Separate results in the GPT-5.6 safety evaluation gave Sol a score of 1.000 against known connector prompt injections and 0.910 in the stronger search and function-calling category. These results come from different evaluations and should not be treated as direct equivalents to the 0.05% GPT-Red figure.

GPT-5.6 modelConnector evaluationSearch and function-calling
Sol1.0000.910
Terra1.0000.946
Luna0.9990.897

Prompt injection remains a security risk

The reported results do not mean GPT-5.6 Sol can resist every prompt injection. GPT-Red operates in controlled environments, and attackers may discover new techniques outside the scenarios used during training and evaluation.

OpenAI says it will continue combining automated testing with human and third-party red teaming, layered safeguards and real-time monitoring. This approach acknowledges that model-level resistance forms only one part of an agent’s security controls.

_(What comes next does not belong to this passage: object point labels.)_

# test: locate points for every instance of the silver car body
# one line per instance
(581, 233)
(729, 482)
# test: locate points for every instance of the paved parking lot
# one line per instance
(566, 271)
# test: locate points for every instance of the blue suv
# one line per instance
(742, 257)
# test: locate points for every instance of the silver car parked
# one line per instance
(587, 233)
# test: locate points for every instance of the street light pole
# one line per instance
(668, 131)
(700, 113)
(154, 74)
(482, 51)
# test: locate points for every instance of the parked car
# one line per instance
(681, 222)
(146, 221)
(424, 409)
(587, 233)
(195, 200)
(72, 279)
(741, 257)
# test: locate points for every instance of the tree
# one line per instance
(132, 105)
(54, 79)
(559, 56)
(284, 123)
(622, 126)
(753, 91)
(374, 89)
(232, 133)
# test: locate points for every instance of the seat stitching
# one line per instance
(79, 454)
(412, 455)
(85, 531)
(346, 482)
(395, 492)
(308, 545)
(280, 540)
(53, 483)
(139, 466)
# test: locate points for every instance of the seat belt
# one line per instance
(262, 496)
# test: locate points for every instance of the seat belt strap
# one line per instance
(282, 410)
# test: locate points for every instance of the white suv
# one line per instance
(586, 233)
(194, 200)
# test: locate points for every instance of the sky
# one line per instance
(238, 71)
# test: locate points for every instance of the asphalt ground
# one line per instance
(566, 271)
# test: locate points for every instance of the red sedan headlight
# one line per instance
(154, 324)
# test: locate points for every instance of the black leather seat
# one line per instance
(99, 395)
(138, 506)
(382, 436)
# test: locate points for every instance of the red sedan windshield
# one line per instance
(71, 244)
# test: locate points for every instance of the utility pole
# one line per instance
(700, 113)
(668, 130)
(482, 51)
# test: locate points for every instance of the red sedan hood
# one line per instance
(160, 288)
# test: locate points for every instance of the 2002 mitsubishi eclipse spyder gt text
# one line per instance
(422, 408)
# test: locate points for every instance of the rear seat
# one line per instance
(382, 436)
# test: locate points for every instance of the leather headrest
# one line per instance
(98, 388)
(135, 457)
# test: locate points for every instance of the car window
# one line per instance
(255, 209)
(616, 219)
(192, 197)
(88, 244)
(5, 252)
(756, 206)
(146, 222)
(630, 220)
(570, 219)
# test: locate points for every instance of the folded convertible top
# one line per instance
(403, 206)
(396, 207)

Red-teaming on Data Exfiltration Tasks

Developers must still limit tool permissions, separate trusted instructions from untrusted content and require confirmation before sensitive actions. Logging, sandboxing and restrictions on data access can also reduce the damage caused by a successful injection.

OpenAI plans to expand GPT-Red with additional compute, training data and algorithmic improvements. It also said a technical preprint with more information about the system would follow its initial announcement.

FAQ

What is GPT-Red?

GPT-Red is OpenAI’s internal automated red-teaming model. It creates and refines adversarial prompts to identify prompt injection vulnerabilities in AI models and agentic systems.

Can the public use GPT-Red?

No. OpenAI keeps GPT-Red separate from its publicly deployed models because it has been trained to develop effective prompt injection attacks.

How did GPT-Red improve GPT-5.6 Sol?

OpenAI used prompt injections discovered by GPT-Red as adversarial training data. The company says this helped GPT-5.6 Sol reduce failures on its hardest direct prompt injection benchmark by six times.

What is an indirect prompt injection attack?

An indirect prompt injection hides malicious instructions in external content, such as an email, webpage, file or tool response. An AI agent may process those instructions and perform actions that conflict with the user’s request.

Does GPT-5.6 Sol stop every prompt injection?

No. OpenAI reports substantial improvements in controlled evaluations, but prompt injection remains an active security problem. Developers still need limited permissions, confirmations, sandboxing and monitoring.